Bütün cumhuriyetlerde, ortaya çıkan her yeni bir meselede birtakım eski kanunlar yürürlükten kalkar, yerine başkaları konur.
Cumhuriyet, kimsesizlerin kimsesidir.
Türk milletinin yapısına ve ilkelerine en uygun olan idare, Cumhuriyet idaresidir.
Cumhuriyet, yeni ve sağlam esaslarıyla, Türk Milletini emin ve sağlam istikbâl yoluna koyduğu kadar, asıl fikirlerde ve ruhlarda yarattığı güvenlik itibariyle, büsbütün yeni bir hayatın müjdeleyicisi olmuştur.

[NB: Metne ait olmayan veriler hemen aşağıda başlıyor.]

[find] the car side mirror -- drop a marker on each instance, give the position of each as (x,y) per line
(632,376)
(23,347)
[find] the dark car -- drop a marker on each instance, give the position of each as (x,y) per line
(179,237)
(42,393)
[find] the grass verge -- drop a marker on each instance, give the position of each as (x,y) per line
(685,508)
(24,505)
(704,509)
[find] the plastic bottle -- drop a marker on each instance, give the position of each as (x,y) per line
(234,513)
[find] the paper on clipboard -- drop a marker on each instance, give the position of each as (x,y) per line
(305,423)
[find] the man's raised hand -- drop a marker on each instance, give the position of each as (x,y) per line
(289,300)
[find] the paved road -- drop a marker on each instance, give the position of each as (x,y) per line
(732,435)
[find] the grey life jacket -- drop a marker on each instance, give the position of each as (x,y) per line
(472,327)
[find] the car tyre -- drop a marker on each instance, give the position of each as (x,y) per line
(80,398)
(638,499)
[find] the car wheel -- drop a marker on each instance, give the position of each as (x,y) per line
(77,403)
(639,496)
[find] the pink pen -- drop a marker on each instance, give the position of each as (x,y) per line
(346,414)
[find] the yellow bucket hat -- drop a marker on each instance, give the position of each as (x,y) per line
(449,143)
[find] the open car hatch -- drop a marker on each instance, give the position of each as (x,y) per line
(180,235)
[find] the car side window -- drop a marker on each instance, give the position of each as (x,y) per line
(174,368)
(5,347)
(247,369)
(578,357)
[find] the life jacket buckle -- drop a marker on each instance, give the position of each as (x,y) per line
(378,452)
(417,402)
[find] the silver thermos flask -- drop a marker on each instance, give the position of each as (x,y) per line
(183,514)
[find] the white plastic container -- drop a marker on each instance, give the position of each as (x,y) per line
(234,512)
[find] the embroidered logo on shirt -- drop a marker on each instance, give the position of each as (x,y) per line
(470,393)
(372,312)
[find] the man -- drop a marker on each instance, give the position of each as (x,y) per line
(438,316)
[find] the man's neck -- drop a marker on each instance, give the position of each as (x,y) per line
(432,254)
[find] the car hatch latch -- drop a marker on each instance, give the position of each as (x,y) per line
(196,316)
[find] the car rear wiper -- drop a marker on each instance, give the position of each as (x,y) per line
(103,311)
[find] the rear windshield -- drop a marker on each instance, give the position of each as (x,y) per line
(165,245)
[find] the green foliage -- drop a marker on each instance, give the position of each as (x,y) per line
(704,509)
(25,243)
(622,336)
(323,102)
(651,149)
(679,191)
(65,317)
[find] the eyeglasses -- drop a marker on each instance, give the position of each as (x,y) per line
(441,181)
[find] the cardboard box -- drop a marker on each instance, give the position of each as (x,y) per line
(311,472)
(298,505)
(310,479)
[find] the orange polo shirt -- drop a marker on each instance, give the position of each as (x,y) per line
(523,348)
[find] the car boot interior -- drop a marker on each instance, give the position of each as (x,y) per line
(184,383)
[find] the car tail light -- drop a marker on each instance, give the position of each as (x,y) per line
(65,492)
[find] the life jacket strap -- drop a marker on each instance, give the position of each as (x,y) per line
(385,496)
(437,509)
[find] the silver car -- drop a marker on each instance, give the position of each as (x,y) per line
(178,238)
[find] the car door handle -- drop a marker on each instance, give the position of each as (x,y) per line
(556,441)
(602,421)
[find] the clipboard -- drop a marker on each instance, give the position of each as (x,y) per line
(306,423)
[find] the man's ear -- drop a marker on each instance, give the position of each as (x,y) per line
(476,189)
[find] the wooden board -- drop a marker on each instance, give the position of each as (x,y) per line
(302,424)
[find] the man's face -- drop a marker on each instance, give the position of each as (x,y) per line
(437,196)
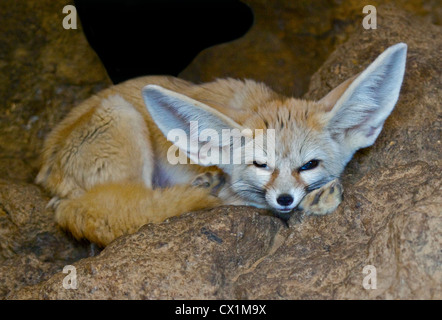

Cumhuriyet, hürriyeti sevenlere ve koruyanlara layıktır.
Ahlakın çoğaldığı yerde devletin masrafı azalır.
Cumhuriyet’in temelinin laik bir dünya görüşüne dayalı olduğu hiçbir zaman unutulmamalı ve bu gerçek gözden kaçmamalıdır. Zira Türk halkı teokratik yönetimden çok acı çekmiştir. Geri kalışının nedenleri arasında bunun önemli bir yeri vardır.
Cumhuriyetler zenginlik, diktatörlükler de yoksulluk yüzünden yıkılırlar.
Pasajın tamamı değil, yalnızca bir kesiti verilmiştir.